こうして綿密に計算しながらプレイしていると、
「俺の勝ちだな」
「ぐ、やるわね」
瑞穂よりダーツの腕が劣る俺でも勝てる。
「また俺の勝ちだな」
「うう……」
連戦連勝だ。
なぜなら、
「えーと、このラウンドで持ち点が80以下になるのよね。それを効率よく上がるためには……」
瑞穂が指折り数えながら計算する。
「えーと、えーと……」
だが計算しているようでいて、何をどのように計算すればいいのかをそもそも理解していない。
ゼロワンはバカに向かないゲームなのだ。
「……ねー、どうすればいいの?」
とうとう泣きついてきた。
「64・68・72・76・80のどれかに調整しろ」
「なんで?」
「今あげた数字は16から20までの数字4本で上がれる。同じ数字を狙い続けることができるわけだから、上がれる可能性が高い。まずはトリプルを狙って、狙い通りトリプルを落とせたらシングル。トリプルが逸れてシングルになってもまたトリプル。それでもシングルになったら最後はダブル。これで1ラウンド以内に上がれる」
「???」
いまいち理解していないようなのでわかりやすくまとめることにする。
「64・68・72・76・80は16・17・18・19・20の同じ数字4本で上がれる」
ホワイトボードに要点を箇条書きにしていく。
1ラウンドで上がるにはトリプル→シングル(たとえば64なら、16のトリプル48が当たったら次はシングル16を狙う)
トリプルを失敗してシングルになったらシングル→トリプル(シングル16になったらトリプル48を狙う)
二度トリプルを失敗したらシングル→シングル→ダブル(シングル16→シングル16ならダブル32を狙う)
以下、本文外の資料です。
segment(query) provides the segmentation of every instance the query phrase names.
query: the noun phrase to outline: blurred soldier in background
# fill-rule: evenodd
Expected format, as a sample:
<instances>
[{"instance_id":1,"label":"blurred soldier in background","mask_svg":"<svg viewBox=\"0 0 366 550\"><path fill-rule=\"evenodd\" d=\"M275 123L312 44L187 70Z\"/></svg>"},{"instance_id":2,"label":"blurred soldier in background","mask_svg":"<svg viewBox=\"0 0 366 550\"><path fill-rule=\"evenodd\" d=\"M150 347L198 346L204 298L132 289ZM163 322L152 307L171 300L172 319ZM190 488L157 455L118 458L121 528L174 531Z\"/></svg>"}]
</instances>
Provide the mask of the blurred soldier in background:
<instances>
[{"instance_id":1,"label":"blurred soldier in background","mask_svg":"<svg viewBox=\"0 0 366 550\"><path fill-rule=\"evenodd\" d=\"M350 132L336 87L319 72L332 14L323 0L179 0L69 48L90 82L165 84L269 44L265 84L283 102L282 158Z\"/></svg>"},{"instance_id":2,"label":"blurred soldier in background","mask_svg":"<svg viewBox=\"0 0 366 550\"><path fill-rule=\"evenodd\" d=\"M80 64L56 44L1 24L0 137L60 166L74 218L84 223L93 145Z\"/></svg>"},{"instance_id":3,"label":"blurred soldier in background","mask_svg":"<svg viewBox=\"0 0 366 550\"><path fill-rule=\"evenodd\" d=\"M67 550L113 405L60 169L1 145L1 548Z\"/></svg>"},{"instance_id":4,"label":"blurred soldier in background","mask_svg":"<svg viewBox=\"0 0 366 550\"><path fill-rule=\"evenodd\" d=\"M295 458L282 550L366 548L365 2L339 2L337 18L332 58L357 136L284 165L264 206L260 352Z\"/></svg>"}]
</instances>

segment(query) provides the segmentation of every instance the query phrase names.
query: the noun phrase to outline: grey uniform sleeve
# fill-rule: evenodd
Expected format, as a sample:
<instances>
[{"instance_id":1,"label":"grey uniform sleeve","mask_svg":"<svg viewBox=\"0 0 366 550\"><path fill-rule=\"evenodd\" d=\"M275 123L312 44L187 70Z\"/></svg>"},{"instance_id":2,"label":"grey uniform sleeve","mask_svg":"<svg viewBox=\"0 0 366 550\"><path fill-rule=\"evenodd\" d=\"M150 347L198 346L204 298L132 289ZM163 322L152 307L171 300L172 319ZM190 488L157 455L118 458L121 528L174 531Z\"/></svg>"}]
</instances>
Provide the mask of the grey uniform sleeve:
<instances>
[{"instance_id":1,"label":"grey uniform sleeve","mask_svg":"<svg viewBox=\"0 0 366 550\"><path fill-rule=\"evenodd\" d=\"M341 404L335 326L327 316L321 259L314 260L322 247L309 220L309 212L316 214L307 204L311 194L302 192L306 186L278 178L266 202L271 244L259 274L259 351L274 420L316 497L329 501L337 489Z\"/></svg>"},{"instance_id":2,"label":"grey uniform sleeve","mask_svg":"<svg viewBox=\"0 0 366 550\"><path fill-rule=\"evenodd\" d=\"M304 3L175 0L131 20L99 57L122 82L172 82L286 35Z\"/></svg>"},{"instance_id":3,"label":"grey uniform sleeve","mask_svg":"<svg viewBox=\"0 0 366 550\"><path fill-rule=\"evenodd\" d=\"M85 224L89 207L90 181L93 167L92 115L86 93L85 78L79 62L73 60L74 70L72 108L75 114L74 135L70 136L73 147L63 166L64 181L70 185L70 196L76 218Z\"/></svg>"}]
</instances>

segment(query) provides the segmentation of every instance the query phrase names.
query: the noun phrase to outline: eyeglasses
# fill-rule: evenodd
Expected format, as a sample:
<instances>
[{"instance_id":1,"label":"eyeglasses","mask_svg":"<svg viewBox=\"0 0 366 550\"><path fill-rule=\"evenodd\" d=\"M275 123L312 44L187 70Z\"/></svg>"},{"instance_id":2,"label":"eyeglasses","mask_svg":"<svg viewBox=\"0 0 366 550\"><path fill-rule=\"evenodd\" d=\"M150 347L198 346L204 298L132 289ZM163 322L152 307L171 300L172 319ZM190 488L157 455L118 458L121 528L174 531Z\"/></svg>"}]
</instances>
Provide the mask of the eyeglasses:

最悪の場合でも同じ数字のシングル→シングル→シングル→シングル
「なるほど」
「シングルに当てられるのが前提だけどな」
それでも3投の内1投でもトリプルかダブルに当てれば攻略できると考えれば精神的にも楽だろう。
最終ラウンドには4の倍数を残せば上がりやすいから、持ち点が偶数なら偶数が隣接している16と8、10と6、18と4を狙うと4の倍数に調整しやすい。
「すごい!」
「すごくない。小学生レベルの計算だぞ」
「ふふん。計算の仕方さえわかればこっちのものよ!」
「じゃあオフィシャルルールを採用しよう」
「へ?」
「『マスターアウト』っていうルールがあってな、最後の一投はダブル・トリプル・ブルじゃないと上がれないっていうルールだ」
「ええっ!?」
「大会では『ダブルフィニッシュ』が基本らしい。当然これまでとは計算の仕方も違ってくる。さて、計算できるかな?」
「えーと……」
瑞穂が両手の指を駆使して数えだした。
そして、
「……これ非公認の試合だから」
こいつが公式試合に出場することは永遠にないだろう。